Histological verification of electrode placement across NAc subregions revealed that there was no significant difference in the distribution of wires between the core (n=76) and shell (n=94) (χ2= 1.91; p=0.17) (Figure 1b). Likewise, sixteen micro-infusion sites were histologically confirmed to be in the BLA. Non-BLA infusion sites (n=5) and non-NAc wire placements were excluded from analysis.
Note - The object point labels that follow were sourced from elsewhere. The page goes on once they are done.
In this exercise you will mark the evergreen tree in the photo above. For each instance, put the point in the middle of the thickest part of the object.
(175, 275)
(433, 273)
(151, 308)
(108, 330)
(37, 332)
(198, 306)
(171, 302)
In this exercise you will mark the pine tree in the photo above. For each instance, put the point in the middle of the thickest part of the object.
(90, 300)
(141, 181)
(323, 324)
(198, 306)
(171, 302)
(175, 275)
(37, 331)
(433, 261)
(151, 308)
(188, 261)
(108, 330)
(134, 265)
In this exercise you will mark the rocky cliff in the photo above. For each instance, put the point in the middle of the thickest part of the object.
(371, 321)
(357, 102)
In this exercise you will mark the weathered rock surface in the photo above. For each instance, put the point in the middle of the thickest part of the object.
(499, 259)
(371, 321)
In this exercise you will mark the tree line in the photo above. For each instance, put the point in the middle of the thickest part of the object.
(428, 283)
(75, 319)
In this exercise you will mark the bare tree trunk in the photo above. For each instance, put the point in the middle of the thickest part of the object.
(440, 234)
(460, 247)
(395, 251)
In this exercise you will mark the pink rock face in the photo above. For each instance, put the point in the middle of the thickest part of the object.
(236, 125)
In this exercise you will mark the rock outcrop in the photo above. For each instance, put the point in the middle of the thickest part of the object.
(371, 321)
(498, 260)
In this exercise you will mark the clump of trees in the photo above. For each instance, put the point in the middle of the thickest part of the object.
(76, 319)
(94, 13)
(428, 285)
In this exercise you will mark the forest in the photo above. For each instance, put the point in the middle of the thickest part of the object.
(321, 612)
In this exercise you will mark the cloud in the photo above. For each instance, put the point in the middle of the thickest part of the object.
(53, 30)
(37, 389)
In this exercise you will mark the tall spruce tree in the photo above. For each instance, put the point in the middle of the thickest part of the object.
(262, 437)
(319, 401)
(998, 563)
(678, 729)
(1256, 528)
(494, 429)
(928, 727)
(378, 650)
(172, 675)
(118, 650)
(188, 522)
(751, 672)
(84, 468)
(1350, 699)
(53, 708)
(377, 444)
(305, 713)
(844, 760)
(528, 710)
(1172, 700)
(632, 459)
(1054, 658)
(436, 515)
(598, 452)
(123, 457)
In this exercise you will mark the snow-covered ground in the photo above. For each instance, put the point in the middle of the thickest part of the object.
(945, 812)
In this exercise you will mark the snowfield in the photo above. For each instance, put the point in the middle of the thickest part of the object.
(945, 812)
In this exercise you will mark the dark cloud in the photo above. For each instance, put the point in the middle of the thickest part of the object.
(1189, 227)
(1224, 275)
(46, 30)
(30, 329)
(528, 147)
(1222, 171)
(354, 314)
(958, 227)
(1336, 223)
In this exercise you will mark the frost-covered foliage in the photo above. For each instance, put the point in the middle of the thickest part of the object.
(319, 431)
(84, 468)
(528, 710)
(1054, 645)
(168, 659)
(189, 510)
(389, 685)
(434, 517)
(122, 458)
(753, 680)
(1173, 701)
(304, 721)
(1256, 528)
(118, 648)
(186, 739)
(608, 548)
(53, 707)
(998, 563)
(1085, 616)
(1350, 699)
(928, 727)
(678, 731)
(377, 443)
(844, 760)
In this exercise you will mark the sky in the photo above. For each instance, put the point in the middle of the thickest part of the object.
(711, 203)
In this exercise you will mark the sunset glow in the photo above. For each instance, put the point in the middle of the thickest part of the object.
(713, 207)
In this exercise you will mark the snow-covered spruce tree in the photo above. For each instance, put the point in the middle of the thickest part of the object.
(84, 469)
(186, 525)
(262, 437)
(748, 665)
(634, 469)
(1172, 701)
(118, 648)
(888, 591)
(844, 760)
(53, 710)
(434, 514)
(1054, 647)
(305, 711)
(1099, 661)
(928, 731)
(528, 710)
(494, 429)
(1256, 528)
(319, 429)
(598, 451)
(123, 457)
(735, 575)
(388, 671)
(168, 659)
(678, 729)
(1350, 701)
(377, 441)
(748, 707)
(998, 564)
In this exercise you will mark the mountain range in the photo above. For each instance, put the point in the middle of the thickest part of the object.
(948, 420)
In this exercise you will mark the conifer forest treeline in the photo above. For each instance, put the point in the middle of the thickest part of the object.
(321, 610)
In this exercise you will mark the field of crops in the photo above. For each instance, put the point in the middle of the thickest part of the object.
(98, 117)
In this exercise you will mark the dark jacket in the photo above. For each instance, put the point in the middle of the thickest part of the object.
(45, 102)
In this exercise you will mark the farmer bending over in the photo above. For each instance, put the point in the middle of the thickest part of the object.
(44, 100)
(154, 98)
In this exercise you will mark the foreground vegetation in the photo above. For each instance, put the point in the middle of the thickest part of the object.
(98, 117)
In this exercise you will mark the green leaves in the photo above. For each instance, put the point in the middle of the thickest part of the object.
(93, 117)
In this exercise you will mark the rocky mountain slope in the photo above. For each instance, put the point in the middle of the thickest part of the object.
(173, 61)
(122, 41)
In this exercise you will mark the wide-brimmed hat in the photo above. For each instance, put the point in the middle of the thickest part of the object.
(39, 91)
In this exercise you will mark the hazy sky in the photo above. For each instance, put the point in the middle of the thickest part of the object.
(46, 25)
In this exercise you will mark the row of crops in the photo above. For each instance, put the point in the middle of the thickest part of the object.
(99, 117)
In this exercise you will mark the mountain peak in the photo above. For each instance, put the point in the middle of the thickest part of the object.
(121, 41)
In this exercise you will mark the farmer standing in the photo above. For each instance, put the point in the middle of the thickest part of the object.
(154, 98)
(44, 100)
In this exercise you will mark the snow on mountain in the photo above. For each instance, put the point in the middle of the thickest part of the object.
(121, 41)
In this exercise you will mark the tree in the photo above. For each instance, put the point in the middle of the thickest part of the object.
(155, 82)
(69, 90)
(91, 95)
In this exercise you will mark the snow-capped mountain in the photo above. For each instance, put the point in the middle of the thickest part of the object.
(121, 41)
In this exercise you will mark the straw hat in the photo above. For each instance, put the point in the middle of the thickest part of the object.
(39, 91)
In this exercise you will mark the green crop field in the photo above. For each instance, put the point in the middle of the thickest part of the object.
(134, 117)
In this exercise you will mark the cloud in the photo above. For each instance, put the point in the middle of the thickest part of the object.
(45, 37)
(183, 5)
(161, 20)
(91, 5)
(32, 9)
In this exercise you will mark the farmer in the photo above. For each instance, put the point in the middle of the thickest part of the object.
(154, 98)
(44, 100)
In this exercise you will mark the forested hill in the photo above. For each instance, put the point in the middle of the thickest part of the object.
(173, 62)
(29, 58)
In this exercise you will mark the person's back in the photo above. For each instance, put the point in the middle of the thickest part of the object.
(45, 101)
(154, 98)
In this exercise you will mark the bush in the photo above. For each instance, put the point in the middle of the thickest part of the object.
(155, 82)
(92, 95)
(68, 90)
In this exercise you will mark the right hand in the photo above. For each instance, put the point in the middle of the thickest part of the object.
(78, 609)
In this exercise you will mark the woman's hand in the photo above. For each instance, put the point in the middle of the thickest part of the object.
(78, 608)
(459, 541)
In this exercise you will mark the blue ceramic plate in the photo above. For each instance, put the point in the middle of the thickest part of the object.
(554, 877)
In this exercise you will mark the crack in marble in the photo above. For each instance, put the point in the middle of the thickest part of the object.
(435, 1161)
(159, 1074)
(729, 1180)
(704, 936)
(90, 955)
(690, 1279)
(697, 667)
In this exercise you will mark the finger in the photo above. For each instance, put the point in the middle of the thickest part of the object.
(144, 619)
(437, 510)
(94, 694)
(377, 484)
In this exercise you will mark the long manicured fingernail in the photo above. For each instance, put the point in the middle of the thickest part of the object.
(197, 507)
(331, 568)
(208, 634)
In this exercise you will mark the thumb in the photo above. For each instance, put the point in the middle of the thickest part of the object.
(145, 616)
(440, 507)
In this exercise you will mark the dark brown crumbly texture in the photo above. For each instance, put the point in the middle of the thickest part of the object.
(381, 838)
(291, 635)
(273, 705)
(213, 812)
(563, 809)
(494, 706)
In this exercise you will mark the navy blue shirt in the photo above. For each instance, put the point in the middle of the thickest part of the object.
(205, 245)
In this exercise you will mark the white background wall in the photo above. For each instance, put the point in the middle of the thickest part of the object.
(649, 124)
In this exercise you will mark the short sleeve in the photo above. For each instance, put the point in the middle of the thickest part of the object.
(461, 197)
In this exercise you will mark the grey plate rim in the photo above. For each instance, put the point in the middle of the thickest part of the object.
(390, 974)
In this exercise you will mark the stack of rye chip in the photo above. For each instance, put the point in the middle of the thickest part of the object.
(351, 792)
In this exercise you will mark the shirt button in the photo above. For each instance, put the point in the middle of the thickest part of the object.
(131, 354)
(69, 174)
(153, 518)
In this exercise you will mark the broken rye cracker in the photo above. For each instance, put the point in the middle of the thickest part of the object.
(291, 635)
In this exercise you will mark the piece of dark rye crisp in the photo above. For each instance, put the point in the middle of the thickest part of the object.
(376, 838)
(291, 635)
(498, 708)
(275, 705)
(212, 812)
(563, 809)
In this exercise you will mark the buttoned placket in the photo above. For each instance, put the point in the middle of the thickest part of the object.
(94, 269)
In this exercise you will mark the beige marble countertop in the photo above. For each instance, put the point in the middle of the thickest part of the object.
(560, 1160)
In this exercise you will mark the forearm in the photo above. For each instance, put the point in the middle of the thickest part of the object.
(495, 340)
Animals learned to successfully discriminate between the active and inactive levers and reached DS responding criterion within 13 sessions. A two-way ANOVA (lever x session) revealed a significant interaction (F(1,12) = 27.45, p < 0.0001) across the final 8 training sessions and subsequent retraining days (Figure 2a). Bonferroni post hoc tests revealed that over the final 6 training sessions and all retraining days there were significantly more responses on the active than the inactive lever (p<0.001).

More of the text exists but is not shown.